ApertureDB Benchmarks

We constantly run internal benchmarks, either using public datasets like COCO and YFCC100M, as well as on data and workloads modeling our customer workloads. We also periodically run some stress tests as part of our test flights with a goal of testing certain limits though in most cases its cloud costs that cause us to pause rather than ApertureDB itself.

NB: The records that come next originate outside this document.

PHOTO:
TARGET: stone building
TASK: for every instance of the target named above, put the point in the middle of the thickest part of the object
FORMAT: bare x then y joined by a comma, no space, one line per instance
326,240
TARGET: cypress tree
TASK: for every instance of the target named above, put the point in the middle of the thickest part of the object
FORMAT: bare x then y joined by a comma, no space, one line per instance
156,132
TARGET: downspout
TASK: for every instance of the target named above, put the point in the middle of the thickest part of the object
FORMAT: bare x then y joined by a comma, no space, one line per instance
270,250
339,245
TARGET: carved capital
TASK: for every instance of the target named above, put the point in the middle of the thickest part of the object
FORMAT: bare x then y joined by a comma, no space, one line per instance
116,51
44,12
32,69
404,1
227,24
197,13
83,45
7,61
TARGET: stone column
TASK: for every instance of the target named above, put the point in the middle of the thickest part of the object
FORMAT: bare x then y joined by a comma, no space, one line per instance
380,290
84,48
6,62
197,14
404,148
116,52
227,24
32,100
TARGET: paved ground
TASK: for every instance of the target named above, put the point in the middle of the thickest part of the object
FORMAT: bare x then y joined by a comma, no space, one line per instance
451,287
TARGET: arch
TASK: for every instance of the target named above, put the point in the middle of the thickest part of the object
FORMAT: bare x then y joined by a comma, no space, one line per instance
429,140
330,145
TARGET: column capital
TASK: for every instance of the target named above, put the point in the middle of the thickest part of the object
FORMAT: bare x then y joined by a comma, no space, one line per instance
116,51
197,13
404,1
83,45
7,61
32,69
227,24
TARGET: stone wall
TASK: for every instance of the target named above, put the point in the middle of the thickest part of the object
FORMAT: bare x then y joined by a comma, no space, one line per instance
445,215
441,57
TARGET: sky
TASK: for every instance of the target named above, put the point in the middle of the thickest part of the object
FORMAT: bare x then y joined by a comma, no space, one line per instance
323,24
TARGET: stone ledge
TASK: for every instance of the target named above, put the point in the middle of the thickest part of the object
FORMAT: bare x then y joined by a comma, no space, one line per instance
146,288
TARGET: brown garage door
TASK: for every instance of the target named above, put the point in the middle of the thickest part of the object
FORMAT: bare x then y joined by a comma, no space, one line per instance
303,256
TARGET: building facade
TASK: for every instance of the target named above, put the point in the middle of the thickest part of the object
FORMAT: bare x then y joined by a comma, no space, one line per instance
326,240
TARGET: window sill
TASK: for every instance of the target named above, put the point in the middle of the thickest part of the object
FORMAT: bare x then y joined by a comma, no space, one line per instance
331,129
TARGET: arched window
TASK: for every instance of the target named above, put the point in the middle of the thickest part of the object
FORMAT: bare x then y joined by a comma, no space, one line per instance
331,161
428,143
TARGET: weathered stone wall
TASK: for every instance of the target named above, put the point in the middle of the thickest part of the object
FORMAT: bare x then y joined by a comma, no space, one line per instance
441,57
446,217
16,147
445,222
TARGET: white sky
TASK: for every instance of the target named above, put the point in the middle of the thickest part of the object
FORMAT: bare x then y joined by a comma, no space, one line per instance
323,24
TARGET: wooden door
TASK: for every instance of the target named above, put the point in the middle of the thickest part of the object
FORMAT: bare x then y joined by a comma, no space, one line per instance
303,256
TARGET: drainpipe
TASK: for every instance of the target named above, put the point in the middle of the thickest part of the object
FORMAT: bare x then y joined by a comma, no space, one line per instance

We continue to run more benchmarks and this page will be updated as we are able to publish more results. For a detailed report, please write to team@aperturedata.io

Query Performance and Scaling

  • ApertureDB server replicas can be scaled to handle a million queries per second on GCP or AWS. Of course, the payload will affect these queries but our evaluation was focused on stress testing the scaling with number of replicas.
  • As noted in this case study, Badger Tech can already get over 13K vector search queries per second on a search space of millions of embeddings achieving over 90% accuracy, making ApertureDB one of the highest performing vector database that is enterprise-ready and can be deployed in-house
  • Using a Biotech customer's benchmark, our queries ran, within their SLA, over 1.3+ billion metadata entities and as many relationships. These queries filtered from over 300+ million images
  • For KNN classification over a few million image embeddings, we see sub 7 msec query response time as measured at the server (removing any network effects) as well as sub 10 msec query response time for our RAG chatbot, on the server side.

Data Ingestion

  • We can ingest 750 high-res images per second at the current scale which means we can load the YFCC100M dataset with 100M images and videos in about 37hrs.
  • For CIFAR100, we can ingest the 60K images in less than 3 minutes
  • For the COCO dataset, we ingest at 820+ images/sec. This includes both the images and all the metadata associated with them. We can ingest the entire dataset (120K images) in less than 3 minutes. We can ingest all extra metadata, segmentation masks, and embeddings (a total of 250K images, 50K embeddings, and millions of bounding boxes, for a total of about 30GB or data) in less than 25 minutes.

We have still not established the upper limits of ApertureDB performance but are just getting started!